Having people experience my simulator was one of the greatest feelings a designer can have. Knowing people are enjoying and using something I worked so hard on was great. Beyond all of that, having dozens of people gather around at one time to watch people try the simulator was incredible. I had amazing feedback as well about how each person viewed the experience. It is so eye-opening to understand that everyone has a different background and that comes with different opinions, which means no design can ever be a one-size-fits-all solution. Many people shared the remark of feeling that the HUD would be more of a distraction than a solution, which is completely valid. This also aligned with most of the people who have never used a HUD before, whereas the ones who had used them before said they enjoyed the additions to the car and would use it in real life. It could be a correlation, but either way, I was glad people had critical feedback to give; that is a very crucial part of the design process.

My Reflection

This entire project has been the light of my senior year in the Interaction Design program. When we were first told about the thesis, I immediately knew I wanted to work with cars. Safe Sight ended up being one of the most challenging and rewarding projects I've ever taken on, especially with this being my first solo academic project.
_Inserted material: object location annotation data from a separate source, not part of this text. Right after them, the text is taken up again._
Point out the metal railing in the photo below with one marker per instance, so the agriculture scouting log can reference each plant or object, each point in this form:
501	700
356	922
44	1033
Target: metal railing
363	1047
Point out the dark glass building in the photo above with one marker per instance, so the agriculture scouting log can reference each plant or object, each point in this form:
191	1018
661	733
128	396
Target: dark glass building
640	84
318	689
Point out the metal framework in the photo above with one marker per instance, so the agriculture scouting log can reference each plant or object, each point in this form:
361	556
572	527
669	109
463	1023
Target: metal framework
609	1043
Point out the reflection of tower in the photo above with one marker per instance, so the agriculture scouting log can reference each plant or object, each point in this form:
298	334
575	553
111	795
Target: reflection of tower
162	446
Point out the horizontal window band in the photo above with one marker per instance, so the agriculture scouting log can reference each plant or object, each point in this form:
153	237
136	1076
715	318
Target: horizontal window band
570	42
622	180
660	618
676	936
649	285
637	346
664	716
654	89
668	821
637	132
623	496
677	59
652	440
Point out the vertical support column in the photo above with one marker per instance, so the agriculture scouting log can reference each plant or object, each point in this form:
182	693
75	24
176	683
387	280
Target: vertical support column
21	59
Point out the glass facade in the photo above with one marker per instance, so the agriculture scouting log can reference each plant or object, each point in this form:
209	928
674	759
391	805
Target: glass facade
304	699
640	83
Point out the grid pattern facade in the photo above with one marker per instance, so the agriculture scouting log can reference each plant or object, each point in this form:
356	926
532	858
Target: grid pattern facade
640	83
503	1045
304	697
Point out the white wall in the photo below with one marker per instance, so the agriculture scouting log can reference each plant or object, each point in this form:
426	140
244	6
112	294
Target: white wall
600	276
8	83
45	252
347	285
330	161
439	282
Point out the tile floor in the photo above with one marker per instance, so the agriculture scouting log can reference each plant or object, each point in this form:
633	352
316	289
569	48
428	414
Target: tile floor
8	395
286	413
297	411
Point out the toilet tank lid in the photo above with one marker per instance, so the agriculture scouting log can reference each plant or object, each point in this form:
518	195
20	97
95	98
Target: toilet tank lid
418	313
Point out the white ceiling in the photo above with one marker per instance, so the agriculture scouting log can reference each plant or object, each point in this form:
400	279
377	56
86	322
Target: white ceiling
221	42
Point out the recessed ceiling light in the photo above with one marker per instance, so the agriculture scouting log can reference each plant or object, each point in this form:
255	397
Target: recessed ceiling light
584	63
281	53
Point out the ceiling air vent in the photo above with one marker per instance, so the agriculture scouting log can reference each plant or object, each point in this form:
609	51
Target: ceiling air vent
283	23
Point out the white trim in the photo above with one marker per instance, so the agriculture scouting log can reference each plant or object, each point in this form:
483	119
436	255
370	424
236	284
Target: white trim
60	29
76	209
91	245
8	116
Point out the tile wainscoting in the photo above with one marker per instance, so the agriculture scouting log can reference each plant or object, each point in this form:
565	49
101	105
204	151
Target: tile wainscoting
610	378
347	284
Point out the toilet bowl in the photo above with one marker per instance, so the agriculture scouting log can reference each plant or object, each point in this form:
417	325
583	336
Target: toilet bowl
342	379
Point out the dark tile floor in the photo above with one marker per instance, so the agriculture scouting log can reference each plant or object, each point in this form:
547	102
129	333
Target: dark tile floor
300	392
This project pushed me to learn entirely new tools, from building a simulator in Unity to coding in C#. It also deepened my understanding of UX principles, AR design, and user safety. Through user testing, research, and hands-on experimentation, I saw how powerful design systems can be in balancing technically complex systems with human-centric design. Ultimately, Safe Sight helped me grow not just as a designer but as a problem-solver overall.